Overseas access: www.kdjingpai.com
Bookmark Us

DeepInfra is a cloud platform that provides developers with AI model calling services. It allows users to access and run a variety of mainstream open source AI models, including Meta Llama 3, Mistral AI, and Google Gemma, through a simple API interface. The most important feature of this platform is "Serverless", which means that users do not need to deploy and maintain complex server hardware, and can directly pay for the amount of use, greatly reducing the threshold of the development and operation and maintenance of AI applications. DeepInfra Chat is an intuitive demo page provided by the platform, on which users can directly talk to the various large language models deployed on the platform, and feel the performance and characteristics of different models.

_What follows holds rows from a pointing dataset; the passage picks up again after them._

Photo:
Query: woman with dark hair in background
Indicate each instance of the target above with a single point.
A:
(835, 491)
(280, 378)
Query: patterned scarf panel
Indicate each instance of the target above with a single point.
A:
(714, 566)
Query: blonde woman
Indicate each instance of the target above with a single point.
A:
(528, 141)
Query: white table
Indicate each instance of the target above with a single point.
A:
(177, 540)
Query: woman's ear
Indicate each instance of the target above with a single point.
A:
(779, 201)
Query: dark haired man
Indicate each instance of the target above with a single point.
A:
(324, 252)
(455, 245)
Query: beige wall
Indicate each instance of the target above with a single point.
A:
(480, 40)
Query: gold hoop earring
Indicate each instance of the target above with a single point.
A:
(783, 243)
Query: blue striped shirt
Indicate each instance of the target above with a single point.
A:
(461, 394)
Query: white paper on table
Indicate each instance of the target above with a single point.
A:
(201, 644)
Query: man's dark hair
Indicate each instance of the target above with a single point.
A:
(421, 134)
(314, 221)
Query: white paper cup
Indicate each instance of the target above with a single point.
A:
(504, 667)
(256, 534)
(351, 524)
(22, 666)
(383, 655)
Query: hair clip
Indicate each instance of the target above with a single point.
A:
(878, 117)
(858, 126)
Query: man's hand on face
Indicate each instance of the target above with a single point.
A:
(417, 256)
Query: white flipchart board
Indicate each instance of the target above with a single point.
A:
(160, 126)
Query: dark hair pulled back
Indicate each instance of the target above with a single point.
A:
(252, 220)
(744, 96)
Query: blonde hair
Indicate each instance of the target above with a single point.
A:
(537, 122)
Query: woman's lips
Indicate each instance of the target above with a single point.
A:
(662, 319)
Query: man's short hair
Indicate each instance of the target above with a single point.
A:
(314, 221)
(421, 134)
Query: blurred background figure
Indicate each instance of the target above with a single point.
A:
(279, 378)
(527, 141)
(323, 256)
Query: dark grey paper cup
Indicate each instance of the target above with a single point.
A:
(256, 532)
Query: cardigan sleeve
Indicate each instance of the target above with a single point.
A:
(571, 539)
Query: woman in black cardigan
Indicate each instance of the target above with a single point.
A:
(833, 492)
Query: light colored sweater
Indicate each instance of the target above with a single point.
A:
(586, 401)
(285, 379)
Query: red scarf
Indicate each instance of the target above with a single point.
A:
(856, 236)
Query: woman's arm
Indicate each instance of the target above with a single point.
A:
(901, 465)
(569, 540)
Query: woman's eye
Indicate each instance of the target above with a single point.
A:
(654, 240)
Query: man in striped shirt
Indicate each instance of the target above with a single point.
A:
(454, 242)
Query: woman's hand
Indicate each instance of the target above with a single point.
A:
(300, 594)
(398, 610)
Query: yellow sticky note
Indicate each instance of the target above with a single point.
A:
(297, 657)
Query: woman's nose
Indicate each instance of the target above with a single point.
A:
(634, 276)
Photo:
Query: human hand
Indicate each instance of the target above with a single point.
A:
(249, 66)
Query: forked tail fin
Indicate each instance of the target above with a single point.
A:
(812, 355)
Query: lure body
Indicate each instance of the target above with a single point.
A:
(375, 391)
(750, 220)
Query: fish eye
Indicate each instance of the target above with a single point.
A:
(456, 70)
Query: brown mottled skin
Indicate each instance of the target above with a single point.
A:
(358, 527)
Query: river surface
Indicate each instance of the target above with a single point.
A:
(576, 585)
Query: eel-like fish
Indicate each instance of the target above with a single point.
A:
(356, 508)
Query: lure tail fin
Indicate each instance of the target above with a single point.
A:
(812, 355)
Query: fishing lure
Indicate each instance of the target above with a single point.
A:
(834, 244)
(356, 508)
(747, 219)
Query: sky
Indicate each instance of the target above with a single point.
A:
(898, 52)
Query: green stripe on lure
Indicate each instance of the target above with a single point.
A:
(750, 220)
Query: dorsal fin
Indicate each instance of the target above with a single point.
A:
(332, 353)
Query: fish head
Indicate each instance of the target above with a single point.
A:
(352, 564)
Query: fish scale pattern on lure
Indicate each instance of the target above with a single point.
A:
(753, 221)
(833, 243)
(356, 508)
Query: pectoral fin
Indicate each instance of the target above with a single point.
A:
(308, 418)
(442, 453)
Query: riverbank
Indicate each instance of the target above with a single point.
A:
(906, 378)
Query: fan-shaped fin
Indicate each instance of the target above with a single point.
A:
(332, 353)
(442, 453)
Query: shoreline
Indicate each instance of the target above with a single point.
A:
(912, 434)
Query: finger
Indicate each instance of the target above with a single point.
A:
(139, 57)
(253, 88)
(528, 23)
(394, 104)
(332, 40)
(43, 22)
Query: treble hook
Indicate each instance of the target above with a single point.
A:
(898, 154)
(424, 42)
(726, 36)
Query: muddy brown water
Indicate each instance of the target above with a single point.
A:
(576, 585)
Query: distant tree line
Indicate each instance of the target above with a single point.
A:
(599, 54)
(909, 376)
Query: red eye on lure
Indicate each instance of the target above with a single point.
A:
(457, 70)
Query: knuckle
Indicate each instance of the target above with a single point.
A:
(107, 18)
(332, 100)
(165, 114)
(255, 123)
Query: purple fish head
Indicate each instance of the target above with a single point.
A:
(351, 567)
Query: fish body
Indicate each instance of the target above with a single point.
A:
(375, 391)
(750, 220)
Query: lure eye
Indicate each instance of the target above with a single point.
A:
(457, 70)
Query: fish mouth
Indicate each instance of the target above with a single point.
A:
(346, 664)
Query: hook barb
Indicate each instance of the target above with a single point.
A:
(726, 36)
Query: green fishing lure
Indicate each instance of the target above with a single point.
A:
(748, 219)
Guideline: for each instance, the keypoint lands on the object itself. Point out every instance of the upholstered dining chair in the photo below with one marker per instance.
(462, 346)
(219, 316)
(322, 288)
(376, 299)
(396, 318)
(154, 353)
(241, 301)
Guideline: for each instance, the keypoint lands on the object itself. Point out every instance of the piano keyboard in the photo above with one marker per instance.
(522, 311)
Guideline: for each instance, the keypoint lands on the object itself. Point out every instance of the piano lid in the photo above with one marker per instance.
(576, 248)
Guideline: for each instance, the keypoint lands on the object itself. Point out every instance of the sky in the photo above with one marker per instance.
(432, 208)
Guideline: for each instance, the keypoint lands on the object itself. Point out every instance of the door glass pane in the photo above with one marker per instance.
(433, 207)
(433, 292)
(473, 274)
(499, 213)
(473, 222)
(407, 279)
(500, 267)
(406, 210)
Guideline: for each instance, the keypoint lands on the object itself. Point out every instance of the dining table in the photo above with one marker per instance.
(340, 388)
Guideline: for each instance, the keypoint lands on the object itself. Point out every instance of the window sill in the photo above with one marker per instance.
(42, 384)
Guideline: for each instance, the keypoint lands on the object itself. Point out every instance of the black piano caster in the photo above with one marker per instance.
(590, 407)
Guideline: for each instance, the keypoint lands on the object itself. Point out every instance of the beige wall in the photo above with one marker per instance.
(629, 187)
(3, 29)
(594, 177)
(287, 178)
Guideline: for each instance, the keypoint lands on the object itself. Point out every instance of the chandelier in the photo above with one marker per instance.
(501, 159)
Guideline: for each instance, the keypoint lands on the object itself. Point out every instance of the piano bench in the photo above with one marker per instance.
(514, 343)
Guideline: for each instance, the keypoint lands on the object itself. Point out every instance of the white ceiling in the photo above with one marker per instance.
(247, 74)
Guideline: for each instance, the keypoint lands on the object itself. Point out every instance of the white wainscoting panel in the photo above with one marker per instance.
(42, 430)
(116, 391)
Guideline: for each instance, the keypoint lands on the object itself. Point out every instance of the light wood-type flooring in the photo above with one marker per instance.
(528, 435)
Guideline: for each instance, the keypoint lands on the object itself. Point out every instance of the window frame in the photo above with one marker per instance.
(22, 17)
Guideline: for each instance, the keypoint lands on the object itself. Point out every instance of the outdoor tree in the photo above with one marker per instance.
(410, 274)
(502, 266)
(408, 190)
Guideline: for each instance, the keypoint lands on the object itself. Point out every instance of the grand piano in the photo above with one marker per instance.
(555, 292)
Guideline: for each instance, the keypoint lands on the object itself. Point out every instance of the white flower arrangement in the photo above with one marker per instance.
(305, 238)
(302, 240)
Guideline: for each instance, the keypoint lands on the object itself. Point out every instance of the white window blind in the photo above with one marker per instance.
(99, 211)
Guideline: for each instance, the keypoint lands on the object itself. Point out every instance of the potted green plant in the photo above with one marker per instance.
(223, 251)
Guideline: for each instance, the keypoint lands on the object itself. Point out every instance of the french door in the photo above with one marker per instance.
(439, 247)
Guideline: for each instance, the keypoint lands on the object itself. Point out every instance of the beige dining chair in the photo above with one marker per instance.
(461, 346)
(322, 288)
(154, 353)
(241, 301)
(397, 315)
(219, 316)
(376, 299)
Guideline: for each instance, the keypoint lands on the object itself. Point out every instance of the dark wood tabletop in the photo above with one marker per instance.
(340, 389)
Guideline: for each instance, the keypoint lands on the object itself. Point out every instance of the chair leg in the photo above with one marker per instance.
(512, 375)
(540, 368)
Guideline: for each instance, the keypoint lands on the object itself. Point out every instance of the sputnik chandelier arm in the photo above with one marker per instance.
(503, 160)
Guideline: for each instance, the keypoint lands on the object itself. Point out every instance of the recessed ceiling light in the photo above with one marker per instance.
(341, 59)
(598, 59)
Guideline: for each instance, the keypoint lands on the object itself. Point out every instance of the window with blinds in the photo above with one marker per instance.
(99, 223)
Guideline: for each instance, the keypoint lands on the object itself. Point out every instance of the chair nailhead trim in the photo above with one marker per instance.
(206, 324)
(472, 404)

It also shows developers the real-world results of its API services, allowing them to quickly test and evaluate models for integration into their own applications.

 

Function List

  • Multi-model support: The platform provides a rich selection of open-source large language models, such as Llama, Mistral, Gemma, and other families of models.
  • Online Chat Interface: Provides a clean web chat window that allows users to interact directly with selected AI models for testing without registration or configuration.
  • API Call Service: The core function is to provide developers with a stable and scalable API interface to easily integrate the capabilities of AI models into their own software or services.
  • pay as needed: Adopting a per-use (usually per token count) billing model, users only pay for the computing resources they actually consume, which is cost-effective.
  • Out of the box for production environments: provides a scalable, low-latency, production-grade infrastructure where developers don't have to deal with the complexities of Machine Learning Operations (ML Ops).
  • Developer Tools Integration: Supports integration with mainstream AI development frameworks such as LangChain and LlamaIndex, simplifying the process of building complex AI applications.

Using Help

DeepInfra Chat is aimed at two types of users: general users who want to quickly experience and review different large language models; and developers who need to integrate AI modeling capabilities into their products. The following will introduce how to use them respectively.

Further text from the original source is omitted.